Se o sínodo frisou mais a questão de escutar os indígenas e a sua cultura é porque “tem havido uma carência” nesse campo e “não porque não exista também um reconhecimento por parte dos povos, porque se assim fosse os povos também poderiam ter dito que não nos queriam mais ali, depois das feridas sofridas ao longo dos anos. Mas não, eles reconhecem que a Igreja tem força para os ajudar, que a Igreja Católica os respeita”, diz a missionária, acrescentando que não se passa o mesmo com outras confissões cristãs que desrespeitam os locais e as suas tradições, demonizando-os.

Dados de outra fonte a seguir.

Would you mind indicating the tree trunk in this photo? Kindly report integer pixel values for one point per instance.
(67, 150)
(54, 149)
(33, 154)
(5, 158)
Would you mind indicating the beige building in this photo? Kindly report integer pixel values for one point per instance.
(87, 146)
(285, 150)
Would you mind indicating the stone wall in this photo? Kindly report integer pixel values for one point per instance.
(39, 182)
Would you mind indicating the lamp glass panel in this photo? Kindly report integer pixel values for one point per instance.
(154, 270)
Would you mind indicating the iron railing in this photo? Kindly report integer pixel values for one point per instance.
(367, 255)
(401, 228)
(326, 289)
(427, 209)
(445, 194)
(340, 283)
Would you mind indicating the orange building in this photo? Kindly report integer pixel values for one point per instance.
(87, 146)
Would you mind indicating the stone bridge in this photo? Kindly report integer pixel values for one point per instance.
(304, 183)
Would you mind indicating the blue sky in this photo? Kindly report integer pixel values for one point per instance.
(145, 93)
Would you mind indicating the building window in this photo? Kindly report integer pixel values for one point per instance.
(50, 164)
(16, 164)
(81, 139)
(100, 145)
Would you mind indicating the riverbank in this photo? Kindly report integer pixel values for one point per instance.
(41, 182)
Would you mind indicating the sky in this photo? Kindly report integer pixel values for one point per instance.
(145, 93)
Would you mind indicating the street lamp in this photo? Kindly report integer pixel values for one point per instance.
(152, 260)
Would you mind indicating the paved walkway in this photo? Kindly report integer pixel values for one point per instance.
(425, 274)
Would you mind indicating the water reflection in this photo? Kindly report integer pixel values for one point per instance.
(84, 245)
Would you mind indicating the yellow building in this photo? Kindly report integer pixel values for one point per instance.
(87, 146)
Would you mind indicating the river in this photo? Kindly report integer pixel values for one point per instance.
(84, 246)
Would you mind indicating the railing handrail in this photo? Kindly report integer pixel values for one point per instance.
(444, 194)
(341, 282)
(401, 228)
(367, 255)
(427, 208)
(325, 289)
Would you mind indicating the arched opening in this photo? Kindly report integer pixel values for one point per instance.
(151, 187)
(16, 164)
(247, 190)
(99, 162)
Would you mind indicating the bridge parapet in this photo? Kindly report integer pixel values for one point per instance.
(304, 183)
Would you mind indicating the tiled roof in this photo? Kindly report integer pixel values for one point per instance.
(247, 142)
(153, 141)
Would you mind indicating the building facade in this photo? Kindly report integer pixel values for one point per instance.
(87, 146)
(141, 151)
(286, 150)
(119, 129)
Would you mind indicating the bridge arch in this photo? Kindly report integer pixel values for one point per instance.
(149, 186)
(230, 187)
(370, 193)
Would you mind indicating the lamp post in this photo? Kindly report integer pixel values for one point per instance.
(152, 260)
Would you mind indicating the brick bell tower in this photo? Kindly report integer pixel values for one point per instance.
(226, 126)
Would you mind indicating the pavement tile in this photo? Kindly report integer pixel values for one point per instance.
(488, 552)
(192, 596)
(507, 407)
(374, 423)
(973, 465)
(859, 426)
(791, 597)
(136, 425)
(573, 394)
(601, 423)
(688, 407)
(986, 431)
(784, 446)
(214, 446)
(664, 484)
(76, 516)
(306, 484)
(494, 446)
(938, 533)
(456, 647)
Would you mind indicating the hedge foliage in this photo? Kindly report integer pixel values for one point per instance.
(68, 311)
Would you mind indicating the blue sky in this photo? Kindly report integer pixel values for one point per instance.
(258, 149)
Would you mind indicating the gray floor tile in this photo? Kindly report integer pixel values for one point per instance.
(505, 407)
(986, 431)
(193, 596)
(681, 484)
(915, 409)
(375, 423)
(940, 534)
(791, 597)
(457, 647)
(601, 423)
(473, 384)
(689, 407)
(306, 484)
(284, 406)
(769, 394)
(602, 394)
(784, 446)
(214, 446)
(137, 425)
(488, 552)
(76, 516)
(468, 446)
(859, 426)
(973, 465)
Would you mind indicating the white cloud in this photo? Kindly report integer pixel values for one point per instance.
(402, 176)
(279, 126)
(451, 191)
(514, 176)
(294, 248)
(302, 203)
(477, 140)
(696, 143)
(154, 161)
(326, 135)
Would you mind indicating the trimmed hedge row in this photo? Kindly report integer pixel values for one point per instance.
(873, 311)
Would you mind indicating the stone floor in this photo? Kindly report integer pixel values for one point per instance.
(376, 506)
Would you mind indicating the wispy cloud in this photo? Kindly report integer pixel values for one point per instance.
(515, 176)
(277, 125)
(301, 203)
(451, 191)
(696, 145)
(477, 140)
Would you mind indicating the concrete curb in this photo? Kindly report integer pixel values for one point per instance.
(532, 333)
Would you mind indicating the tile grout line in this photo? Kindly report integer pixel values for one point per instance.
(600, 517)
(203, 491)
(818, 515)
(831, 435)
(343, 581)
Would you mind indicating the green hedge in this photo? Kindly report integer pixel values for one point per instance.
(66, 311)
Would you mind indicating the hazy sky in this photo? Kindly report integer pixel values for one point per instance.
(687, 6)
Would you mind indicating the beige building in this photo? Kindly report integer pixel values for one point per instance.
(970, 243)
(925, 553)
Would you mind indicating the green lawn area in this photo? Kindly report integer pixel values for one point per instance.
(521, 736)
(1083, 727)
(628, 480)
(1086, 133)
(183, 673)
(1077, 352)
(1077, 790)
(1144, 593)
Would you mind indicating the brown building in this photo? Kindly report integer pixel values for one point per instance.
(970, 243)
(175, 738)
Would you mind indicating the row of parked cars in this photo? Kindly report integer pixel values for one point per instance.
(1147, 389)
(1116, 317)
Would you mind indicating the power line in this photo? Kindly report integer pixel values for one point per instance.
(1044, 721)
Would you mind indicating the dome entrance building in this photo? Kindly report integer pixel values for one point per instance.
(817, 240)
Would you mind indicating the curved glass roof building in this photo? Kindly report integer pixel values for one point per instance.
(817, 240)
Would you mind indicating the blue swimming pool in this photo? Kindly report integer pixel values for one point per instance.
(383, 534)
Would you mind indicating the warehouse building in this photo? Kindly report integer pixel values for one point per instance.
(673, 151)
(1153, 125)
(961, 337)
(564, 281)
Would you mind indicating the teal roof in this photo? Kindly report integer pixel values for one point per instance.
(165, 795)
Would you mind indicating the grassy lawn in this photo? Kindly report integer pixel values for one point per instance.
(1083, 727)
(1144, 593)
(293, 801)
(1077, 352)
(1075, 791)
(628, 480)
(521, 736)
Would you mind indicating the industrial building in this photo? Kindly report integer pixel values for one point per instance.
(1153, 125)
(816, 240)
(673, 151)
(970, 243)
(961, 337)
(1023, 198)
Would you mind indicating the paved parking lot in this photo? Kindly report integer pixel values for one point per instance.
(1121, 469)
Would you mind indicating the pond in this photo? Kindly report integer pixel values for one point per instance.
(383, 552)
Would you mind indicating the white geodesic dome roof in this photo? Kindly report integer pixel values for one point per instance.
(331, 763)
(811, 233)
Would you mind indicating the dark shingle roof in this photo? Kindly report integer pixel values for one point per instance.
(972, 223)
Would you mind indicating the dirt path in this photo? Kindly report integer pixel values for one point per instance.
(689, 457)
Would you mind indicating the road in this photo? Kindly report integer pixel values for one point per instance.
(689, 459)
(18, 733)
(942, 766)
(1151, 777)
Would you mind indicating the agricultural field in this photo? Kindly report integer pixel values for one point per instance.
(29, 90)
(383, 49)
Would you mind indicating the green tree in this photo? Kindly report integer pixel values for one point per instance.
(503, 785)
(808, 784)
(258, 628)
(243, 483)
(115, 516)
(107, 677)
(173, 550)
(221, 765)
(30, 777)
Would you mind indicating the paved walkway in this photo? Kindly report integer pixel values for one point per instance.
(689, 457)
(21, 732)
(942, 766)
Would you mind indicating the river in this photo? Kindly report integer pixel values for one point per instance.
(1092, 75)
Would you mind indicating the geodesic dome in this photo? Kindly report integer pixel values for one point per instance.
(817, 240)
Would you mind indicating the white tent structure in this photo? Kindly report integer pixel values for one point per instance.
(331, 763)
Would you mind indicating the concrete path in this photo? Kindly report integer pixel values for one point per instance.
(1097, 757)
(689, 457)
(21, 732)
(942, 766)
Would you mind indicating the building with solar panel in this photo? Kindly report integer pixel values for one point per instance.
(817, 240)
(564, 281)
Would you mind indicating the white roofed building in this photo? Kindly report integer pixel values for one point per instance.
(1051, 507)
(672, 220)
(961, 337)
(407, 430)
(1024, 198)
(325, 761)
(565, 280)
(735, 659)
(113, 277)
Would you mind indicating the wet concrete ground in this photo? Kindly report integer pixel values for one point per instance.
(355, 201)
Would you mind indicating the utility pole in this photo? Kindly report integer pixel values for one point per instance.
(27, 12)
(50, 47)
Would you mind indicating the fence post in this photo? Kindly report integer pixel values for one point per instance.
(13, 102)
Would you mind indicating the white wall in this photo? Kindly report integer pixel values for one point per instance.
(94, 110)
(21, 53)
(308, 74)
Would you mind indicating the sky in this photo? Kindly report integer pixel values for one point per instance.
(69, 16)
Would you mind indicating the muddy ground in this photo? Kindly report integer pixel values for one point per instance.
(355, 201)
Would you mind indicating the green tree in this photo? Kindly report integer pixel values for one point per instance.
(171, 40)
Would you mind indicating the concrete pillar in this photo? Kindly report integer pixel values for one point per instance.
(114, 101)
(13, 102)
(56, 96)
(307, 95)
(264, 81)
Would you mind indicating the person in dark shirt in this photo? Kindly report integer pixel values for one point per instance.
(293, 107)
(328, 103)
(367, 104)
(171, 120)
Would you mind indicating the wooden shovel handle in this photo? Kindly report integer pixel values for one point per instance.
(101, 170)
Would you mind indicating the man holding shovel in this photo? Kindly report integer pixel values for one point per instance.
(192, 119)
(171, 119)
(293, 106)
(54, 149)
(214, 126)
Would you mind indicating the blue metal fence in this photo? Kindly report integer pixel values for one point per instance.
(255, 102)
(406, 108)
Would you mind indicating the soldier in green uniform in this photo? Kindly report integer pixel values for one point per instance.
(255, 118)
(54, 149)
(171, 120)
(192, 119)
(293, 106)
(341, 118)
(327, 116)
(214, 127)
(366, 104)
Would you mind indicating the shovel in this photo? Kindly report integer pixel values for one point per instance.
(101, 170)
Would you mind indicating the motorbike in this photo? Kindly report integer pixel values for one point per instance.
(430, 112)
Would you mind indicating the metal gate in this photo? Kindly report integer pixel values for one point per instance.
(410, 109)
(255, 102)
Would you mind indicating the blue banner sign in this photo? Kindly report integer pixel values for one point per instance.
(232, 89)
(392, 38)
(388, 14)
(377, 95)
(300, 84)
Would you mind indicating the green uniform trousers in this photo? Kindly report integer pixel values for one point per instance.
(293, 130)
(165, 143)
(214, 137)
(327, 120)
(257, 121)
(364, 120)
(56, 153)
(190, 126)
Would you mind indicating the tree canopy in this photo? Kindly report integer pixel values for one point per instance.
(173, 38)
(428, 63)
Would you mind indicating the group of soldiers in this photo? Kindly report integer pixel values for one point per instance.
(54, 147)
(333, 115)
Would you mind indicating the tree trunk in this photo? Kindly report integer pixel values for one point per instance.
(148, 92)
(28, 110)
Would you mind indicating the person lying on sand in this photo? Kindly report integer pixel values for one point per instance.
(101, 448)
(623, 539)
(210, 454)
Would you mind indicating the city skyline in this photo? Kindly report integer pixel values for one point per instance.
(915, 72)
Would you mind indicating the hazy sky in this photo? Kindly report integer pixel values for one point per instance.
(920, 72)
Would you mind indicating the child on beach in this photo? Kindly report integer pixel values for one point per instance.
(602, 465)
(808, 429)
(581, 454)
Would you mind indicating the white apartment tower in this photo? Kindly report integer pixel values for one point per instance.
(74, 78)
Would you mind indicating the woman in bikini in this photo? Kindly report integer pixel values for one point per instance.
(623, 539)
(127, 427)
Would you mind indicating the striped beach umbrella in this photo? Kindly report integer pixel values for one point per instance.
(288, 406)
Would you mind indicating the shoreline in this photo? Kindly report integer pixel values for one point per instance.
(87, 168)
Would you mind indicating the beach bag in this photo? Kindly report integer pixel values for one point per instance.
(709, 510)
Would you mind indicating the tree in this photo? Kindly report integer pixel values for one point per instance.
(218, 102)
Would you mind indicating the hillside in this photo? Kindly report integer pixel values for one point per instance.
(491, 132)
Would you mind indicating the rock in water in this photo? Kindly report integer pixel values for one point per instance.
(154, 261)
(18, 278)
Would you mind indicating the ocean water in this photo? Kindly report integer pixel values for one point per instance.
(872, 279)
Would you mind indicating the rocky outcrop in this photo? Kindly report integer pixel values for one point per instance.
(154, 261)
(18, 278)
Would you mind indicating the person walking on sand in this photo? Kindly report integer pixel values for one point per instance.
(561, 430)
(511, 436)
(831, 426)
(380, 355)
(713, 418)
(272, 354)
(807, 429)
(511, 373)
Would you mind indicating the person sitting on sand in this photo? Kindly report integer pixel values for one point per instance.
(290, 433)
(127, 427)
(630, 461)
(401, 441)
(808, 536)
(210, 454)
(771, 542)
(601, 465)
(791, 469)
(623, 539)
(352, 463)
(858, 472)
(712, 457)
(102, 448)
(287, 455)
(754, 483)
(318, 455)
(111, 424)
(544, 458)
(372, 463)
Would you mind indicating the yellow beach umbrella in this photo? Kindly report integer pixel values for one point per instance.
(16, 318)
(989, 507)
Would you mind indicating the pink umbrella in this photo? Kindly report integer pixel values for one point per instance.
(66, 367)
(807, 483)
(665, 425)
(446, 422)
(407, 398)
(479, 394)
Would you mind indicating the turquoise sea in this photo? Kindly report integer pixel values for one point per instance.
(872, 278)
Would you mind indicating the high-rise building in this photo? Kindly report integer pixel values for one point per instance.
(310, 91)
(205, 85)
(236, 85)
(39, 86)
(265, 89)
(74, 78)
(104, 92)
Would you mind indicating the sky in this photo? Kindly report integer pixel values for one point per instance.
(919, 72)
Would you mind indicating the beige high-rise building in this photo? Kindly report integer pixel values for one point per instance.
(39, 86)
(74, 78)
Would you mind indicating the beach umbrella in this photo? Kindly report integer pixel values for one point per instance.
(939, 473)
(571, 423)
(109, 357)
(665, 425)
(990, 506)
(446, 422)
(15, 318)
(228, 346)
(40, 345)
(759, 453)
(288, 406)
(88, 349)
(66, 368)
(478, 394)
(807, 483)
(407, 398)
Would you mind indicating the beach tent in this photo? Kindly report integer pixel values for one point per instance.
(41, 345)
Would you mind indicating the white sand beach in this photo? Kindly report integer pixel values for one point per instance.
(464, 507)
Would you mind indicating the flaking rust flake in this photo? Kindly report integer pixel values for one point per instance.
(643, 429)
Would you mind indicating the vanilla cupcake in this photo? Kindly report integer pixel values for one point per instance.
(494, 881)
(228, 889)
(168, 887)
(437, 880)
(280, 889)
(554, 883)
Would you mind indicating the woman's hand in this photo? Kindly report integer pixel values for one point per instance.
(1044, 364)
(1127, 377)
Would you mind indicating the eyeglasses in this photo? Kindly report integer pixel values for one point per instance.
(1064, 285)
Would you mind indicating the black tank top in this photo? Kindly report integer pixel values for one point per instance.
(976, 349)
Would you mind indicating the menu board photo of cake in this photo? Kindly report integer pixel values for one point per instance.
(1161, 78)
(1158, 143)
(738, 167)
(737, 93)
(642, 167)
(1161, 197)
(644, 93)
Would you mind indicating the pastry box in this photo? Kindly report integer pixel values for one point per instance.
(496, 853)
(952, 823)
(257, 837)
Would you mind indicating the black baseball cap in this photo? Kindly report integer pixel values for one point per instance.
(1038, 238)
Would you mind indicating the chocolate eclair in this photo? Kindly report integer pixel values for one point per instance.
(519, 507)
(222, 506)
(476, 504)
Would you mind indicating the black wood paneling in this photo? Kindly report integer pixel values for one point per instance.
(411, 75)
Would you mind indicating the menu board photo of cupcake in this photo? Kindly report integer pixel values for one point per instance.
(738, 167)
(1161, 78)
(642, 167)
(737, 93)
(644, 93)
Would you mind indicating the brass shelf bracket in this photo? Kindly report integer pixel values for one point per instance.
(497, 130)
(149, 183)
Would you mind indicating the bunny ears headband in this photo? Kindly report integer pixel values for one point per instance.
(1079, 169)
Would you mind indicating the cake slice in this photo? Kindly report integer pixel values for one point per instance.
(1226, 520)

“Vou dar um exemplo concreto dos povos do Xingu. Quando os missionários chegaram lá as mulheres que tinham gémeos tinham a prática de enterrar um deles. A mulher trabalha a terra e por isso só pode carregar uma criança, a segunda criança era enterrada, mas no sentido de ser devolvida à terra. Quando os missionários chegaram começaram a ver essa prática e começaram a fazer um trabalho, dizendo que havia outras alternativas. Em vez de devolver à terra, existiam outros povos que podiam acolher aquela criança. Hoje em dia esses povos não têm mais essa prática”, diz, ilustrando assim como a Igreja também tem tido um efeito positivo sobre os povos locais.

O sínodo da Amazónia decorreu em Roma, durante o mês de outubro, mas segundo esta missionária “não acabou”. Genni Lloris esteve entretanto em Espanha e Portugal precisamente para chamar atenção para as ameaças que a Amazónia enfrenta e nesse sentido profere uma conferência esta terça-feira à noite, na Igreja do Campo Grande, em Lisboa, a partir das 21h.